If the output filter cap isn't an aluminum electrolytic but a ceramic capacitor, the ESR of a ceramic capacitor isn't high enough to substantially impact the stability of the SMPS. So the loop response, per the previous discussion, would now be two poles and one zero so it should still be stable independent of the specific component values of the output filter cap or RC circuit attached to the error amplifier output. But it would be appropriate to discuss the limits of applicability of the above analysis. There is an effect that degrades from the accuracy of the above description of current mode SMPS stability. The average current isn't proportional to the peak current over variation of output voltage because the duty cycle, and hence ripple current, changes with output voltage so the same peak current that trips the controller flip-flop does not give the same average current over changes in output voltage. This means that the transfer function from the voltage on the output of the error amplifier to the current flowing into the inductor isn't perfectly described as a transconductance, but a transconductance shunted with some real impedance. This impedance is typically several Ohms, which while very large compared to the on resistance of a MOSFET, it is less than infinite. This is not desirable from a stability point of view since the inductor is no longer fed from a current source and its reactance can cause some phase shift. This situation is further degraded by slope compensation. Slope compensation is the fix for a subharmonic oscillation that occurs in fixed frequency current mode controllers operating at high duty cycle. The technique entails adding a spoofed current to the measured switch current and using that quantity to reset the controller's flip-flop. The impact of using a quantity other than current to reset the flip-flop reduces the impedance of the current source feeding the inductor so the inductor's reactance causes yet more phase shift.

By and large, I find it pretty hard to make a current-mode SMPS unstable. For example, if you use an inductance value that is too high by an order of magnitude or two, then inductor ripple curent becomes very small and the spoofed current of the slope compenstation controls the flip-flop reset. That will reduce the impedance of the switched source driving this inductance to the impedance of the MOSFET Rds(on) so the inductor creates another pole in the loop and that causes instablity. But in that situation, even though you're using a current mode controller, the power supply is actually running in voltage mode. Small signal linear analysis of voltage mode power supplies is quite useful because unless the feedback loop has been contrived to cancel one of the poles, the power supply will oscilate and may blow itself up the first time it is turned on. Current-mode supplies are quite different. While it is possible to do small-signal linear analsys of a current-mode switcher, there just isn't much engineering to be accomplished with the method since the feedback loop is stable as long as the power supply really is operating in current mode.

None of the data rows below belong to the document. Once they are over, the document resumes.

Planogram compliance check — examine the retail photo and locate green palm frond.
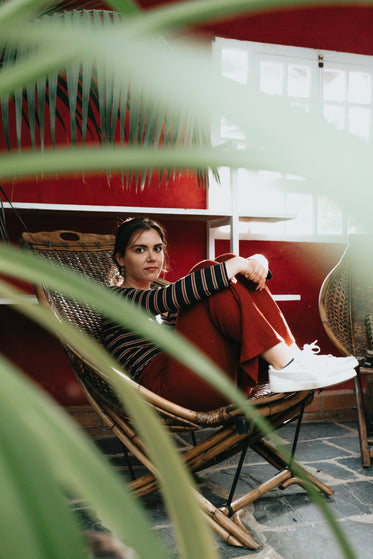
[0,7,209,188]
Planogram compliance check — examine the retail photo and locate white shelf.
[3,202,295,223]
[3,201,295,260]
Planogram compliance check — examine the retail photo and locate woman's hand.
[225,254,268,290]
[244,254,268,291]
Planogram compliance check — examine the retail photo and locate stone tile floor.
[73,423,373,559]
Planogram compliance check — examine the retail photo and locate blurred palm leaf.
[0,2,211,187]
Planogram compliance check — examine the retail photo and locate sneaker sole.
[269,369,356,393]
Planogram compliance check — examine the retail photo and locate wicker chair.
[22,231,333,549]
[319,235,373,467]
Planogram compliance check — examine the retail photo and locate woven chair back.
[23,231,115,342]
[319,235,373,358]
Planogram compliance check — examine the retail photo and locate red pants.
[140,255,294,411]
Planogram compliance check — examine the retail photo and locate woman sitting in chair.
[102,217,358,411]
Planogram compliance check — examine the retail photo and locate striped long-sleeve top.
[102,262,230,379]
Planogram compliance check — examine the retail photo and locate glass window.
[221,48,248,83]
[323,70,347,101]
[287,64,311,97]
[260,61,284,95]
[209,38,373,240]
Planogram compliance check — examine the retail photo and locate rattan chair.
[319,235,373,467]
[22,231,333,549]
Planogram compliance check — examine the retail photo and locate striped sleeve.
[114,262,230,315]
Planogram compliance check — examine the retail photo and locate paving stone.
[71,423,373,559]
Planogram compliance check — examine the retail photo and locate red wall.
[0,0,364,405]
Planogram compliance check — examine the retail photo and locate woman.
[102,217,358,411]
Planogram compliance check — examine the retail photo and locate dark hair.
[113,217,167,272]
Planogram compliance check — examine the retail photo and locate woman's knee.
[190,260,218,272]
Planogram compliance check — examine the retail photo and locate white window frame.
[209,37,373,242]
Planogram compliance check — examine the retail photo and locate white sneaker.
[268,342,359,392]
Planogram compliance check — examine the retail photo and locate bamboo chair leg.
[354,373,371,468]
[251,439,334,497]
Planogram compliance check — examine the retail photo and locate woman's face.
[116,229,164,289]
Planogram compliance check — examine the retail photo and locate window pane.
[348,72,372,103]
[286,192,313,235]
[221,49,248,83]
[317,196,343,235]
[323,70,346,101]
[288,64,311,97]
[323,105,346,130]
[348,107,371,140]
[259,61,284,95]
[220,117,245,140]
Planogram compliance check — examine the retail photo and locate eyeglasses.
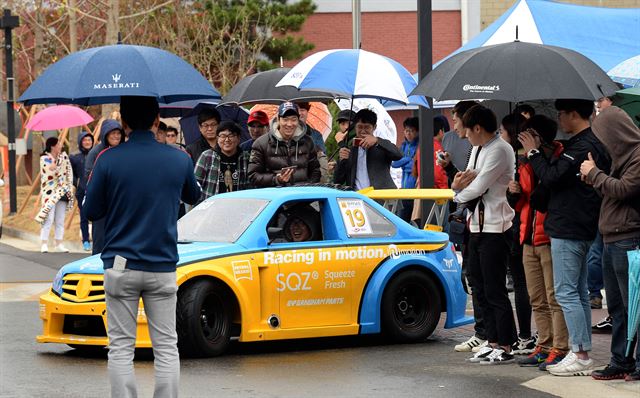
[218,134,237,141]
[200,122,218,130]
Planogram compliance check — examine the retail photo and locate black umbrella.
[221,68,336,105]
[411,41,618,102]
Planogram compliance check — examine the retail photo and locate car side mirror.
[267,227,284,244]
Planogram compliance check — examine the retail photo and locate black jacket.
[529,128,611,240]
[333,138,402,189]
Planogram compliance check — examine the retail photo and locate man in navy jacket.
[83,97,200,397]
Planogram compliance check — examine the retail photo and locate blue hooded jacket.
[82,130,200,272]
[391,138,418,189]
[69,131,93,196]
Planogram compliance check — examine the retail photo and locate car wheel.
[381,270,441,342]
[176,280,231,357]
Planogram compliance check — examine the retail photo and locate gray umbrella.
[411,41,618,102]
[220,68,336,105]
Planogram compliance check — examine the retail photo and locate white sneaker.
[453,336,487,352]
[471,340,489,352]
[56,243,69,253]
[467,346,494,363]
[547,352,595,376]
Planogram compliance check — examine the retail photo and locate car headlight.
[52,269,64,295]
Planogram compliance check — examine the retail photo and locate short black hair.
[451,101,478,119]
[120,95,160,130]
[42,137,58,155]
[216,120,242,136]
[433,117,445,135]
[501,112,527,151]
[353,108,378,126]
[524,115,558,144]
[554,99,593,120]
[402,117,420,131]
[513,104,536,117]
[462,105,498,133]
[198,107,221,124]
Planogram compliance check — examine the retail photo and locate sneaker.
[538,348,565,371]
[589,297,602,310]
[591,316,613,334]
[518,346,549,367]
[511,336,538,355]
[624,369,640,381]
[453,336,486,352]
[467,346,493,363]
[547,352,595,376]
[591,365,629,380]
[56,243,69,253]
[480,348,515,365]
[471,340,489,352]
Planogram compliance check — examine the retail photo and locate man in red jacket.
[509,115,569,370]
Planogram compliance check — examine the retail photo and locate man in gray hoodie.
[580,106,640,381]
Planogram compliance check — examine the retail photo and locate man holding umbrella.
[580,106,640,381]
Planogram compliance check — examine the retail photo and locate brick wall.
[286,11,461,73]
[479,0,640,29]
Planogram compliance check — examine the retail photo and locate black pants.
[467,233,517,346]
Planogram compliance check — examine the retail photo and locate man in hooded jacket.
[80,119,124,254]
[69,131,93,251]
[580,106,640,381]
[249,102,321,188]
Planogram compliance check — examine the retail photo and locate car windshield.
[178,198,269,243]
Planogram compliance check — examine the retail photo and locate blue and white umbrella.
[18,44,221,105]
[607,55,640,87]
[276,49,417,104]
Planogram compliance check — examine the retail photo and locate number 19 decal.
[338,199,372,236]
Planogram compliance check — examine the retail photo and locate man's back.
[85,131,200,271]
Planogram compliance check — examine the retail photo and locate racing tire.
[380,270,442,342]
[176,280,231,357]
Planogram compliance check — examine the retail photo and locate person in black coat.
[69,131,93,251]
[334,109,402,190]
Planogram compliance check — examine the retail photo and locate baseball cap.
[336,109,355,122]
[278,101,300,117]
[247,111,269,126]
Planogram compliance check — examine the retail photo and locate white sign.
[338,199,373,236]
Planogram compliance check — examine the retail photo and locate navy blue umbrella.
[18,44,221,105]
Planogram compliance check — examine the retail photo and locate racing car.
[37,187,473,357]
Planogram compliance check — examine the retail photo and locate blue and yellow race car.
[37,187,473,356]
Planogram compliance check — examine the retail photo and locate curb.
[2,225,85,253]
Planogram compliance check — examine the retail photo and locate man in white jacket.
[451,105,517,365]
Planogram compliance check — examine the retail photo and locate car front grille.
[60,274,104,303]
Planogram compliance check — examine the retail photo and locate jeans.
[587,231,604,298]
[467,233,518,346]
[104,268,180,398]
[602,237,640,371]
[551,238,591,352]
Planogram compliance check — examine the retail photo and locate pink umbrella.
[27,105,93,131]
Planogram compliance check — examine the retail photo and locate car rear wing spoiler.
[358,187,454,231]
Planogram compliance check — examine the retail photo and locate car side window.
[267,200,324,243]
[338,198,396,239]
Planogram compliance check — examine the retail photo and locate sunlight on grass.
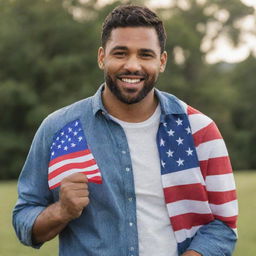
[0,171,256,256]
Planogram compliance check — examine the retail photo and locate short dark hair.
[101,5,166,53]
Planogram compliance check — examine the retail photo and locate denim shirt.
[13,86,236,256]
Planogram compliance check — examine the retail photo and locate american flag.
[158,102,238,248]
[48,119,102,189]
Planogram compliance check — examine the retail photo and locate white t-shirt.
[109,106,178,256]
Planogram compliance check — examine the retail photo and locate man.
[13,6,237,256]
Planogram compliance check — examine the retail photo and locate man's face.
[98,27,167,104]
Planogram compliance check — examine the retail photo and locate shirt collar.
[92,84,185,118]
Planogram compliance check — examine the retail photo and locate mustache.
[116,71,148,79]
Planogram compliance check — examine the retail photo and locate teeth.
[122,78,140,84]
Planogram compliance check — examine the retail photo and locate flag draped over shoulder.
[48,119,102,189]
[158,102,238,249]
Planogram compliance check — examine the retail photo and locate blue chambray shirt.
[13,86,234,256]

The last advise I can offer answers how one can be sure that a SMPS is stable and operating in current mode. The answer is to start with the schematic on the front page of the datasheet. The critical information there are the inductance value, output filter capacitance, and external compensation component values. Some datasheets give equations for computing these values, but I just start with those values and adjust using time domain simulation to evaluate the response. After all, the whole point of frequency domain analysis is to improve the time domain response. With current-mode switchers, it usually more direct to jump right to time-domain simulation to check overshoot since stablity has already been achived.

1] The discussion is restricted to minimum-phase systems.

2] R. David Middlebrook, "Measurement of Loop Gain in Feedback Systems", International Journal of Electronics (vol 38, no. 4, pages 485-512, April 1975).